The drugs used to execute prisoners in the United States sometimes fail to
work as planned, causing slow and painful deaths that probably violate
constitutional bans on cruel and unusual punishment, a new medical review of
dozens of executions concludes.
Even when administered
properly, the three-drug lethal injection method appears to have caused some
inmates to suffocate while they were conscious and unable to move, instead of
having their hearts stopped while they were sedated, scientists said in a report
published Monday by the online journal PLoS Medicine.
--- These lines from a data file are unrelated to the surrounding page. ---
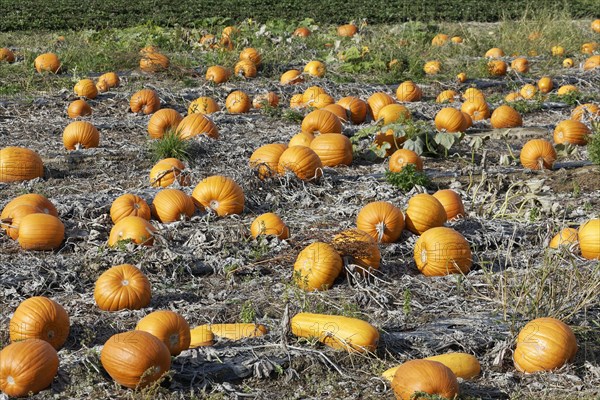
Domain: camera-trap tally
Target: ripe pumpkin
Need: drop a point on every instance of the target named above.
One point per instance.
(589, 239)
(382, 220)
(302, 161)
(538, 154)
(168, 326)
(544, 344)
(122, 287)
(136, 229)
(336, 331)
(20, 164)
(317, 266)
(424, 212)
(40, 318)
(428, 376)
(163, 121)
(129, 204)
(145, 100)
(269, 224)
(135, 359)
(220, 194)
(27, 367)
(442, 251)
(266, 158)
(80, 134)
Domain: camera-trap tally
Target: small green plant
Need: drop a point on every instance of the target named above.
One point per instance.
(408, 178)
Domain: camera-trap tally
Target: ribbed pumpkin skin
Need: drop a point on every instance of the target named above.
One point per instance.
(302, 161)
(162, 121)
(424, 212)
(589, 239)
(537, 154)
(40, 318)
(20, 164)
(431, 377)
(451, 202)
(506, 117)
(220, 194)
(333, 149)
(317, 266)
(32, 364)
(269, 224)
(382, 220)
(137, 229)
(336, 331)
(80, 134)
(442, 251)
(197, 124)
(544, 344)
(573, 132)
(168, 326)
(129, 355)
(122, 287)
(265, 159)
(321, 121)
(41, 232)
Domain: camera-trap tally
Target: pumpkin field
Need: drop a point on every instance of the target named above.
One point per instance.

A hospital table, equipped with Velcro straps is shown in the
chamber at the Osborne Correctional Institution in Somers, Conn. in this
2004 file photo. [AP]
No scientific groups have ever validated that lethal injection is humane, the
authors write. Medical ethics bar doctors and other health professionals from
taking part in executions.
The study concluded that the typical "one-size-fits-all" doses of anesthetic
do not take into account an inmate's weight and other key factors. Some inmates
got too little, and in some cases, the anesthetic wore off before the execution
was complete, the authors found.
"You wouldn't be able to use this protocol to kill a pig at the University of
Miami" without more proof that it worked as intended, said Teresa Zimmers, a
biologist there who led the study.
The journal's editors call for abolishing the death penalty, writing: "There
is no humane way of forcibly killing someone."
Lethal injection has been adopted by 37 states as a cheaper and more humane
alternative to electrocution, gas chambers and other execution methods.
But 11 states have suspended its use after opponents alleged it is
ineffective and cruel. The issue came to a head last year in California, when a
federal judge ordered that doctors assist in killing Michael Morales, convicted
of raping and murdering a teenage girl. Doctors refused, and legal arguments
continue in the case.
In 2005 alone, at
least 2,148 people were killed by lethal injection in 22 countries, the
editors write, citing Amnesty International figures. Of the 53 executions in the
United States in 2006, all but one were by lethal injection.
The new review was written by many of the same authors who touched off
controversy when they published a 2005 report suggesting that many inmates were
conscious and possibly suffering when the last of the drugs was given.
That report was criticized for its methodology, which relied on blood samples
taken from prisoners hours after executions.
The new paper looked at the executions of 40 prisoners in North Carolina
since 1984 and about a dozen in California, plus incomplete information from
Florida and Virginia. The authors analyzed details such as the dose the inmates
received, their weight and the time they needed to die.
Most states use three drugs - thiopental, an anesthetic;
pancuronium bromide, a nerve blocker and muscle paralyzer; and potassium
chloride, a drug to stop the heart. Each is supposed to be capable of killing
all by itself, but if not, the anesthetic is supposed to render the inmate
unconscious while the other drugs do the job.